In 1942, she married Bruce Raymond Walker, a member of the Gugingin (Logan) people and a childhood friend. They later had 1 child; Dennis in 1946. The couple split but she also had another son with a different man who she named Vivian.
By the late 1950s she had joined the Brisbane arm of the Realist Writer’s Group, and some of her earliest poems appeared in the group’s magazine, Realist Writer. In 1963, encouraged by friends she submitted a manuscript collection of poems to Brisbane publisher Jacaranda Press. The collection was later published in 1964 as We Are Going. It sold ten thousand copies and making her the best-selling Australian poet since C. J. Dennis. She was also the first ever Aboriginal Australian to publish a book of verse.
She then published The Dawn is at Hand in 1966 and later My People: A Kath Walker Collection in 1970.
The 1960s was a particularly interesting era for Noonuccal as it was this period she really emerged as a political activist. She became Queensland state secretary of the Federal Council for the Advancement of Aboriginal and Torres Strait Islanders (FCAATSI).
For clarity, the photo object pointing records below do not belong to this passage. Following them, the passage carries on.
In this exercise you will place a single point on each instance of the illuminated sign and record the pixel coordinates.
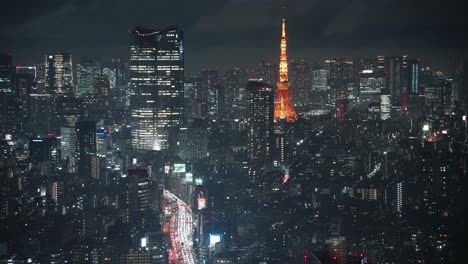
(189, 177)
(198, 181)
(179, 168)
(201, 203)
(214, 239)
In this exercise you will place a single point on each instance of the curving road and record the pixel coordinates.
(180, 230)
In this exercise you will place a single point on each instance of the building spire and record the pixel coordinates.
(284, 108)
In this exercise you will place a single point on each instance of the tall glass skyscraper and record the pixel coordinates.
(156, 85)
(59, 73)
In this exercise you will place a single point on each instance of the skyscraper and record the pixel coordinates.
(413, 76)
(85, 146)
(301, 80)
(6, 73)
(394, 77)
(156, 81)
(284, 109)
(260, 116)
(59, 73)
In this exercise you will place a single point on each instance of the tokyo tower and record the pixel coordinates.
(284, 109)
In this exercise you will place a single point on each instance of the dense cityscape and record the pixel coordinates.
(133, 159)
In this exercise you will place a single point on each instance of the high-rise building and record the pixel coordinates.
(268, 72)
(138, 194)
(59, 73)
(284, 109)
(85, 146)
(68, 148)
(44, 149)
(157, 84)
(413, 76)
(394, 76)
(260, 116)
(102, 85)
(86, 77)
(213, 93)
(370, 86)
(41, 113)
(301, 80)
(120, 69)
(234, 82)
(6, 73)
(195, 105)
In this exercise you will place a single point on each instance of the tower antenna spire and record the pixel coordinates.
(284, 108)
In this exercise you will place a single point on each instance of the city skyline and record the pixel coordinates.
(128, 157)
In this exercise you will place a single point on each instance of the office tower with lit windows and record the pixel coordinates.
(85, 132)
(8, 98)
(260, 116)
(370, 86)
(68, 148)
(268, 72)
(157, 85)
(213, 93)
(284, 108)
(59, 73)
(102, 85)
(194, 105)
(234, 82)
(86, 77)
(394, 76)
(301, 80)
(413, 76)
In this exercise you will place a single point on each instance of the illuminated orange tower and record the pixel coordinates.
(284, 108)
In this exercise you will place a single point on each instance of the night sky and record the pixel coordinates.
(226, 33)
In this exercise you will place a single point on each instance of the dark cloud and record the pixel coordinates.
(227, 32)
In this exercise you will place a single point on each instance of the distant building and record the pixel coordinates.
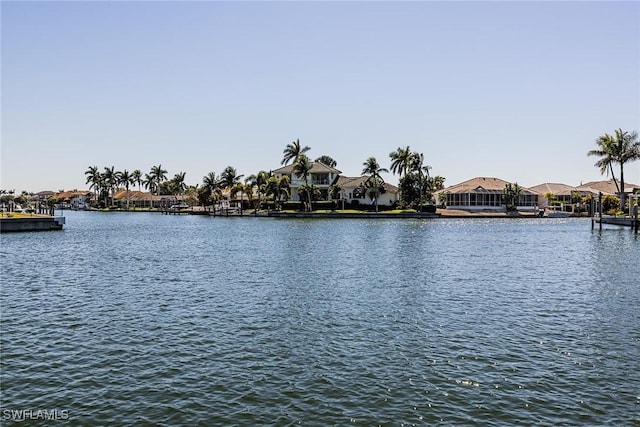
(563, 194)
(320, 175)
(484, 194)
(354, 189)
(75, 199)
(606, 188)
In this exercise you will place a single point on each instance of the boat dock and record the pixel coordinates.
(623, 221)
(14, 224)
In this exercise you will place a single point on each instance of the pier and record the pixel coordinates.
(624, 221)
(10, 224)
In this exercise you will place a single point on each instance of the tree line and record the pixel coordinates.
(416, 184)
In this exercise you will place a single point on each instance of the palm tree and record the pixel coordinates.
(622, 148)
(110, 177)
(373, 170)
(326, 160)
(179, 186)
(229, 177)
(258, 180)
(401, 160)
(94, 178)
(293, 151)
(416, 164)
(238, 187)
(211, 187)
(126, 179)
(511, 196)
(301, 169)
(156, 177)
(283, 188)
(136, 178)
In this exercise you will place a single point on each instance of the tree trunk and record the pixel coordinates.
(622, 201)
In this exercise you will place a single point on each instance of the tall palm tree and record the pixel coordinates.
(126, 179)
(621, 148)
(258, 180)
(229, 177)
(179, 186)
(110, 177)
(326, 160)
(136, 177)
(373, 170)
(157, 176)
(283, 191)
(301, 169)
(293, 151)
(401, 160)
(94, 178)
(238, 187)
(212, 186)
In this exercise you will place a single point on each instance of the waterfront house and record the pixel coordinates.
(320, 175)
(607, 188)
(140, 199)
(484, 194)
(75, 199)
(354, 191)
(556, 194)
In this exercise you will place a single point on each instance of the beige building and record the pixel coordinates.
(320, 175)
(484, 194)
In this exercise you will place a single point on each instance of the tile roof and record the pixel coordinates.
(606, 187)
(480, 185)
(553, 187)
(353, 182)
(316, 167)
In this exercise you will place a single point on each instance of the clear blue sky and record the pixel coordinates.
(515, 90)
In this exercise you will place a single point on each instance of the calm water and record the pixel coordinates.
(148, 319)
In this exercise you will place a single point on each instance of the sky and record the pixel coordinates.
(508, 89)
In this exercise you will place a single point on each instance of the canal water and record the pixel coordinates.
(148, 319)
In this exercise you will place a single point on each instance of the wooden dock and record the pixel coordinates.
(623, 221)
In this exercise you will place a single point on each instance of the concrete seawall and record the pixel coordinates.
(11, 225)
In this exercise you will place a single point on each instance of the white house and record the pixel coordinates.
(484, 194)
(320, 175)
(354, 189)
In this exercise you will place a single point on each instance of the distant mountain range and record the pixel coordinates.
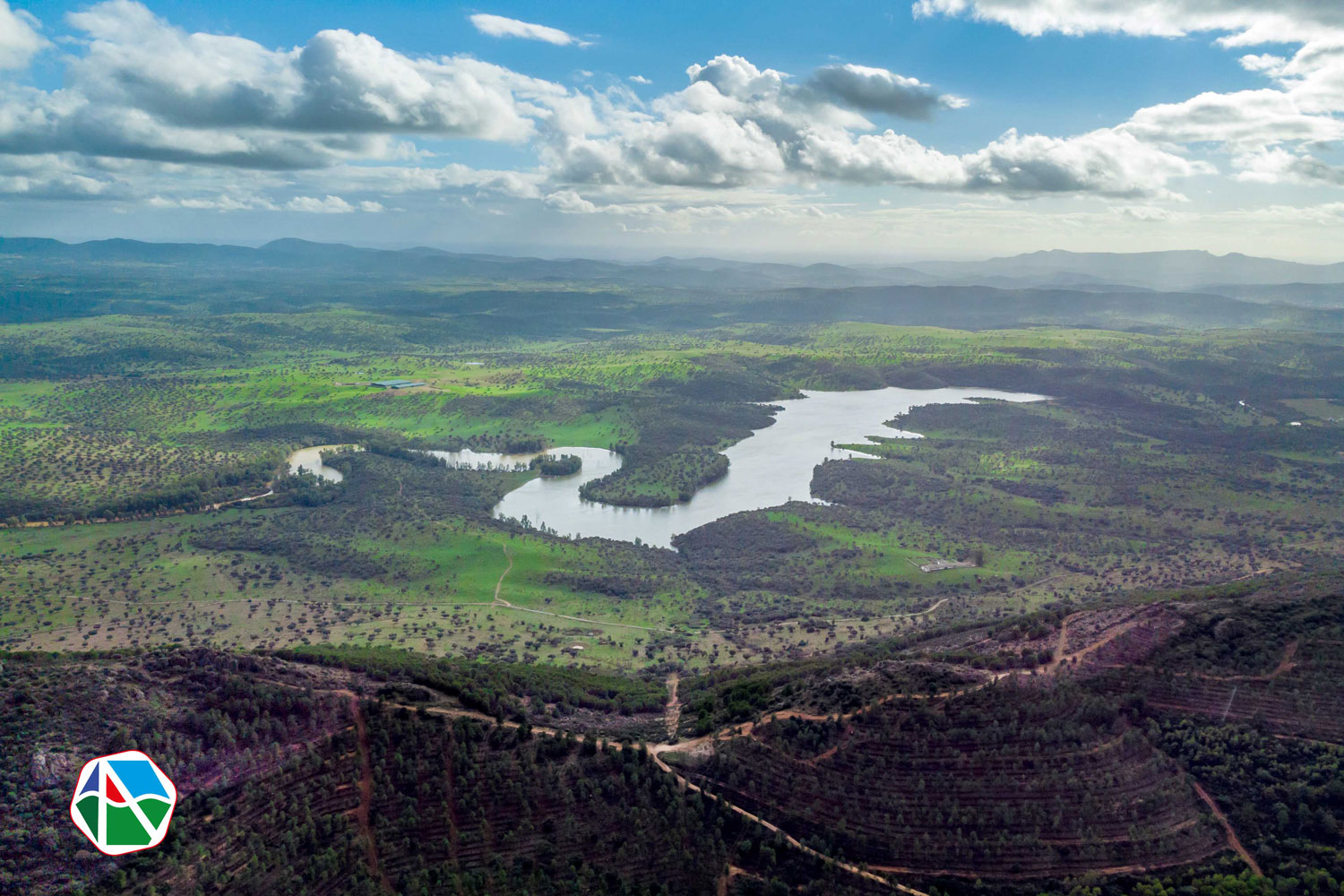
(1234, 276)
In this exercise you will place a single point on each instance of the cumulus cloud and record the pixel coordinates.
(1245, 22)
(1279, 166)
(330, 206)
(739, 125)
(19, 38)
(145, 89)
(882, 90)
(504, 27)
(1269, 132)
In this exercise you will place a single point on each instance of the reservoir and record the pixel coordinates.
(771, 466)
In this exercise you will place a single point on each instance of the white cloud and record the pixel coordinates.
(882, 90)
(1246, 118)
(145, 89)
(504, 27)
(1279, 166)
(19, 38)
(325, 206)
(739, 125)
(1245, 22)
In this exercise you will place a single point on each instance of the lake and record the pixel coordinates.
(766, 469)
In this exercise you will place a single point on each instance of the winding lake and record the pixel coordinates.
(766, 469)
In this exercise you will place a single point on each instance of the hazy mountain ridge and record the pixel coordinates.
(1101, 276)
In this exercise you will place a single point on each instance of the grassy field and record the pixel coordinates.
(1125, 482)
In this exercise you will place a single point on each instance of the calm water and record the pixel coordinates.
(312, 461)
(766, 469)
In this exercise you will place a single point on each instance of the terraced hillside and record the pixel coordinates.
(1266, 662)
(1012, 780)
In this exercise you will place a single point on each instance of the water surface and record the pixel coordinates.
(766, 469)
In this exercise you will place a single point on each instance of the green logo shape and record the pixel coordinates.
(123, 802)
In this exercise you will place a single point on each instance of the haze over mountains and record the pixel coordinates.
(1234, 276)
(47, 280)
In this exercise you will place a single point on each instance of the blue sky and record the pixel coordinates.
(847, 131)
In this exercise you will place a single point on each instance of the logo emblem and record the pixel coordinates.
(123, 802)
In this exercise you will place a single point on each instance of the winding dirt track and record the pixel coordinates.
(746, 728)
(1228, 826)
(366, 796)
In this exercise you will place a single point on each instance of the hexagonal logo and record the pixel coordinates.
(123, 802)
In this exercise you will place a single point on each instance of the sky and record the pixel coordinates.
(854, 132)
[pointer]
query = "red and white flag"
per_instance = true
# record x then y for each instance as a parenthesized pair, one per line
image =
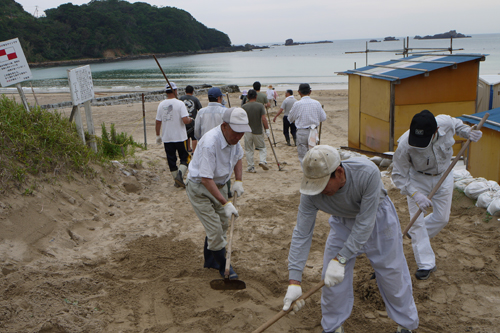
(7, 54)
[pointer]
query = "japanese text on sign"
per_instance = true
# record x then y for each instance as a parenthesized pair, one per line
(13, 65)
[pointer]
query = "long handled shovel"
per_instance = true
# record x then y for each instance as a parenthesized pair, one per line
(269, 121)
(226, 283)
(279, 166)
(445, 174)
(282, 313)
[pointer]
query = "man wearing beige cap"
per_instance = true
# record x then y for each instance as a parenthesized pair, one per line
(217, 155)
(363, 220)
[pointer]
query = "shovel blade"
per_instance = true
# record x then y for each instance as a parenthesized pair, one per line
(227, 284)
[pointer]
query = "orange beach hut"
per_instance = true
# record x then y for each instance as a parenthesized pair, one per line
(383, 98)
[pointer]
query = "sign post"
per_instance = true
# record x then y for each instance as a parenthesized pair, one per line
(82, 91)
(14, 68)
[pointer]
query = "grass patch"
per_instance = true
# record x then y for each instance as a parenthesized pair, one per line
(44, 145)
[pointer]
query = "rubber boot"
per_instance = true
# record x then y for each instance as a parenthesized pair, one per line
(174, 175)
(220, 257)
(179, 179)
(229, 195)
(209, 258)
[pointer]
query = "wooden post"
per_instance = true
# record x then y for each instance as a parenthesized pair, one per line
(90, 125)
(23, 97)
(144, 122)
(33, 91)
(78, 122)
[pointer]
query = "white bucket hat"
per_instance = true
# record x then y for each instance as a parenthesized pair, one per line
(318, 165)
(237, 118)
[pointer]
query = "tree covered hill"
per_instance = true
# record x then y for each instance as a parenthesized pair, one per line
(105, 27)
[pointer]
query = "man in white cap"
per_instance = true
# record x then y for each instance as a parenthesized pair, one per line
(424, 152)
(363, 220)
(217, 155)
(307, 114)
(172, 118)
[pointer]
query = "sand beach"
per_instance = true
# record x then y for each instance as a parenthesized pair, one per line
(123, 252)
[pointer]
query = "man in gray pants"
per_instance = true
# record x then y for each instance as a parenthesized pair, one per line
(307, 115)
(363, 220)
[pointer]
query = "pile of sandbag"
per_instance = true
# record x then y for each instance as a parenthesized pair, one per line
(486, 192)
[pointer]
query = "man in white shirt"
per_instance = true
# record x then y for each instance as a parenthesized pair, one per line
(172, 118)
(424, 152)
(307, 115)
(287, 127)
(217, 155)
(210, 116)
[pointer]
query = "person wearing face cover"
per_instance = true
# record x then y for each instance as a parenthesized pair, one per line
(363, 220)
(424, 153)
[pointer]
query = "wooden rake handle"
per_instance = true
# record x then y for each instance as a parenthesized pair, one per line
(282, 313)
(228, 251)
(434, 190)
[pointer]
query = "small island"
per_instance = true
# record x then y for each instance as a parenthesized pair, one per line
(290, 42)
(445, 35)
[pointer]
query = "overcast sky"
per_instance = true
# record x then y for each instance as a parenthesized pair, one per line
(260, 21)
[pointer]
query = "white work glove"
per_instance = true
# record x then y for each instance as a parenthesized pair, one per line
(422, 202)
(238, 188)
(334, 273)
(475, 135)
(294, 291)
(229, 209)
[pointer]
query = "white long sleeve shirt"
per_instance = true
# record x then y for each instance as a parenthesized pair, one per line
(306, 113)
(433, 159)
(357, 201)
(214, 158)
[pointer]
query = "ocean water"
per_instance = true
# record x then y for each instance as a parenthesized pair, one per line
(285, 67)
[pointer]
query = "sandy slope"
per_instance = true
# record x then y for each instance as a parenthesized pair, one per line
(124, 253)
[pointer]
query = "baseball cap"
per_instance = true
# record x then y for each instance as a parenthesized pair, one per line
(170, 86)
(304, 87)
(214, 92)
(237, 118)
(318, 165)
(423, 126)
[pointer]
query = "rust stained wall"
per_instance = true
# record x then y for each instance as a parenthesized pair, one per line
(441, 86)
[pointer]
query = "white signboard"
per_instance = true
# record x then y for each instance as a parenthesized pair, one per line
(80, 84)
(13, 65)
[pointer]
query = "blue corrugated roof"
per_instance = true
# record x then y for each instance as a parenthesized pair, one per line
(403, 68)
(493, 118)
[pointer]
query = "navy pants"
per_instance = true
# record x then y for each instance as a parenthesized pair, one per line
(171, 148)
(289, 127)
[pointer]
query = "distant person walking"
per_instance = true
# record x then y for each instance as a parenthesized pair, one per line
(261, 97)
(172, 118)
(192, 105)
(270, 94)
(255, 139)
(307, 115)
(286, 106)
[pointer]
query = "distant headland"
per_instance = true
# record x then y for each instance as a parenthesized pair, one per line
(446, 35)
(290, 42)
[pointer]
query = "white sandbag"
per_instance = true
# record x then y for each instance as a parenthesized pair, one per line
(459, 174)
(376, 159)
(485, 198)
(474, 189)
(462, 184)
(494, 207)
(385, 162)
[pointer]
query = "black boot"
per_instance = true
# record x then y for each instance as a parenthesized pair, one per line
(209, 258)
(220, 257)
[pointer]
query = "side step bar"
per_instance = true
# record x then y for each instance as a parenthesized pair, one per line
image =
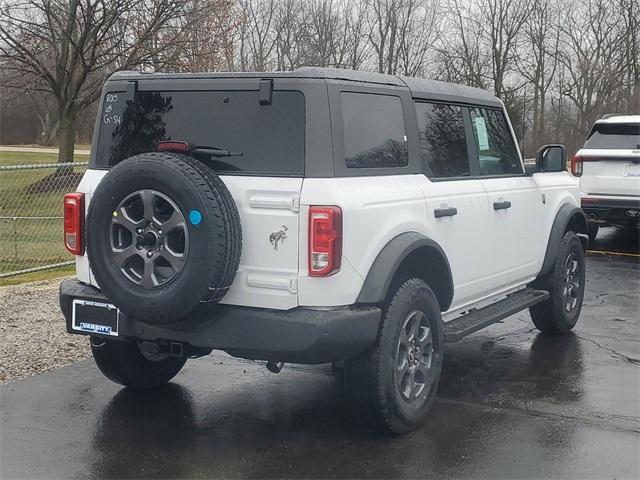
(475, 320)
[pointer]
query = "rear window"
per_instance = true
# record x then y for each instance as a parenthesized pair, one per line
(617, 136)
(374, 131)
(271, 138)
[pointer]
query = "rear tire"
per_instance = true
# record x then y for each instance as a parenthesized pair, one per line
(565, 284)
(123, 363)
(393, 385)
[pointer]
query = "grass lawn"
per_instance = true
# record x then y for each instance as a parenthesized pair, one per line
(31, 211)
(36, 276)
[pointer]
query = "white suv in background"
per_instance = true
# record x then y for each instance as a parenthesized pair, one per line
(609, 170)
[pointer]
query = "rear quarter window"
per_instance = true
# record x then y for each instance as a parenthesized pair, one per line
(374, 131)
(270, 137)
(616, 136)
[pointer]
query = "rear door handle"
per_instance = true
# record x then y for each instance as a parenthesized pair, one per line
(501, 205)
(445, 212)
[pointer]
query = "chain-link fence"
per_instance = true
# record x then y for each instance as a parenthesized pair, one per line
(31, 215)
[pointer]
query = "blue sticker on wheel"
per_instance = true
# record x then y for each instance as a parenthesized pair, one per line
(195, 217)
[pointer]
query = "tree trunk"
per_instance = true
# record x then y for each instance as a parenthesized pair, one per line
(66, 139)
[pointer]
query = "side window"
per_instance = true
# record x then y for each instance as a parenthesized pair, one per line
(374, 131)
(497, 154)
(443, 144)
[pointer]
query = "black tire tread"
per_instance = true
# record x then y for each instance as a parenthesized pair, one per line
(233, 225)
(227, 244)
(363, 375)
(550, 316)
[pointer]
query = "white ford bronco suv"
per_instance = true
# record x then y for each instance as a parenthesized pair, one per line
(314, 216)
(608, 166)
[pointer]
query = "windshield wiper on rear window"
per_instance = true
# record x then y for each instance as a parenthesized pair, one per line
(215, 151)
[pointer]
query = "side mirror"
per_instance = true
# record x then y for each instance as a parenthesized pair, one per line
(552, 158)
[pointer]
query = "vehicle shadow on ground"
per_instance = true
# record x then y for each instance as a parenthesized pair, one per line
(270, 426)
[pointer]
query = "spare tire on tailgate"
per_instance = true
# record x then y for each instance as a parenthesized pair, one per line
(163, 234)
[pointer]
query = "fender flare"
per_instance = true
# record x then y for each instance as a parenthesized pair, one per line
(566, 215)
(386, 264)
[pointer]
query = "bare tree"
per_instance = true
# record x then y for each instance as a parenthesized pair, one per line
(70, 46)
(591, 52)
(537, 61)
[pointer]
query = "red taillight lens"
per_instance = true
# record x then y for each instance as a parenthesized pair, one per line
(74, 222)
(325, 241)
(576, 166)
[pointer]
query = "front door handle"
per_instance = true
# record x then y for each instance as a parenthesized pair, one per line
(502, 205)
(445, 212)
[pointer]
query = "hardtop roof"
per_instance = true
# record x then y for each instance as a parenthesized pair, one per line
(420, 88)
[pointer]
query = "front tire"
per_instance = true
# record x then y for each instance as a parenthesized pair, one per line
(565, 284)
(124, 363)
(393, 385)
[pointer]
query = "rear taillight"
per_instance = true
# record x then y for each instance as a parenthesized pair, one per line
(74, 222)
(576, 166)
(325, 241)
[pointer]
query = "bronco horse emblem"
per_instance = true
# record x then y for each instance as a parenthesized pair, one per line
(277, 237)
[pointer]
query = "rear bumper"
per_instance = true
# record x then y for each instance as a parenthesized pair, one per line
(603, 210)
(299, 335)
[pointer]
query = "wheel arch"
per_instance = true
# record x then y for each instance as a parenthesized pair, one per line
(413, 254)
(568, 218)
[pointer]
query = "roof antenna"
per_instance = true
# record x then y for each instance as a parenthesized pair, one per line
(266, 91)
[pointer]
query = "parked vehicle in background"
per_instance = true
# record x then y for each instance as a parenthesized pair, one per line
(608, 166)
(314, 216)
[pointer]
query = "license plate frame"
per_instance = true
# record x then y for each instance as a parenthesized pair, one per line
(631, 170)
(96, 318)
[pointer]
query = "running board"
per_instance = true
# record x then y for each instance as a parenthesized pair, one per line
(476, 320)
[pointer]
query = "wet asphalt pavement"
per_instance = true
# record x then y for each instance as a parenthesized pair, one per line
(511, 403)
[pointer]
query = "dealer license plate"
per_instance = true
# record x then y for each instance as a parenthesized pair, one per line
(95, 317)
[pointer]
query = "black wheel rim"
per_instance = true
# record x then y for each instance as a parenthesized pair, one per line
(572, 285)
(414, 357)
(149, 239)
She was a key figure in the campaign for the reform of the Australian constitution to allow Aboriginal people full citizenship, lobbying Prime Minister Robert Menzies in 1965, and his successor Harold Holt in 1966.
After her first published book, many people saw her work as propaganda as much of her work was activist related. She embraced this tag and made it her passion.
Oodgeroo embraced the idea of her poetry as propaganda, and described her own style as "sloganistic, civil-writerish, plain and simple". She wanted to convey pride in her Aboriginality to the broadest possible audience, and to popularise equality and Aboriginal rights through her writing.
Poetry
The Past (1970)
Municipal Gum (1960)
"A Song of Hope" (1960)
We are Going: Poems (1964)
The Dawn is at Hand: Poems (1966)
My People: A Kath Walker collection (1970)
No more boomerang (1985)
Kath Walker in China (1988)
The Colour Bar (1990)
Oodgeroo (1994)
Let Us Not Be Bitter (1990)
White Australia (1970)
All One Race (1970)
Freedom (unknown)
The Unhappy Race (1989)
Then and Now (1970)
For children
Stradbroke Dreamtime (1972)
Father Sky and Mother Earth (1981)
Little Fella (1986)
The Rainbow Serpent (1988)
Non fiction
Towards a Global Village in the Southern Hemisphere (1989)
The Spirit of Australia (1989)
Australian Legends And Landscapes (1990)
Australia's Unwritten History: More legends of our land (1992)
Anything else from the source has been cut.